Mistranslating Ahmadinejad: to the Australian

Posted on August 29, 2006

[I posted this article to the Australian. As a post script, it is not a myth that Ahmadinejad leads a conservative style government with fairly dubious democratic practices. Nonetheless, I think the letter is justified in its condemnation of media misinformation.]

To the Editor (of the Australian):

I am writing to address an issue which underlies many headlines in current days. That is the perceived threat of Iran, specifically to Israel. I myself was perplexed by the reported statement of Ahmadinejad “Israel should be wiped off the map”, especially in conjunction with suspicions that Iran aims at developing nuclear weapons.

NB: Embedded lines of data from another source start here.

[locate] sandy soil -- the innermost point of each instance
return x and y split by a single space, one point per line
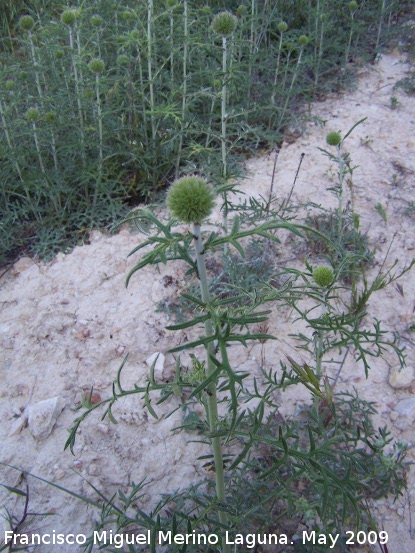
67 325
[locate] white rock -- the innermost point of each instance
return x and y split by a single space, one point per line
43 416
158 359
18 425
401 377
406 408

However independent translations of Ahmadinejad’s speech in question have just come to my attention. It seems that a lack of proper investigation, media copycatting and sensationalism have led to this widespread misconception. While Bush has said “the threat from Iran of course is its stated goal of wiping Israel off the map”, an independent translation reveals that Ahmadinejad was referring to a statement made by a previous Iranian leader about Saddam’s regime in Iraq. Nothing like the term “wipe off the map” was used. In fact the implication of the speech was that regime change was desired for Israel, not harm to its people as implied by the media in general.

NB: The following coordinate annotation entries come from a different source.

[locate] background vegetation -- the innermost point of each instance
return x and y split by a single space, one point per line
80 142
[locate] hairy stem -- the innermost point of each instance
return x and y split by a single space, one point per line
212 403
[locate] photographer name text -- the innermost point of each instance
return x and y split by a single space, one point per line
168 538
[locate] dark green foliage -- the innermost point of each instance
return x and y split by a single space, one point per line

Another instance of popular mistranslation regards the “new wave of attacks” from Palestine towards Israel. An independent translation has this as “I have no doubt that the new movement taking place in our dear Palestine is a spiritual movement which is spanning the entire Islamic world and which will soon remove this stain of disgrace from the Islamic world”. What happened is that firstly “movement” was translated as “wave” and then “[of attacks]” was inserted to imply vicious meaning to an otherwise ambiguous statement. This has now become the Iranian foreign policy we are familiar with. The stain of disgrace is implied by media to be “Israel” itself, but in fact Ahmadinejad’s speech is not clear on this, though he appears to be referring to political division amongst Muslims.

Similar tampering has misconstrued Ahmadinejad as a holocaust denier. In fact he has only implied that the holocaust has become ‘mythic’ in the way it is used to stoke Israeli nationalism and aggression. “Mythic” and “fairytale” might be close literal translations of one word but the implications are vastly different, especially considering today’s delicate Middle Eastern relations. In current context, part of the justification for Hezbollah’s “terrorist” status comes from the fact that it is supplied weaponry by Iran. With talk of preemptive strikes against Iran abound, the sensationalist media ought to be more responsible.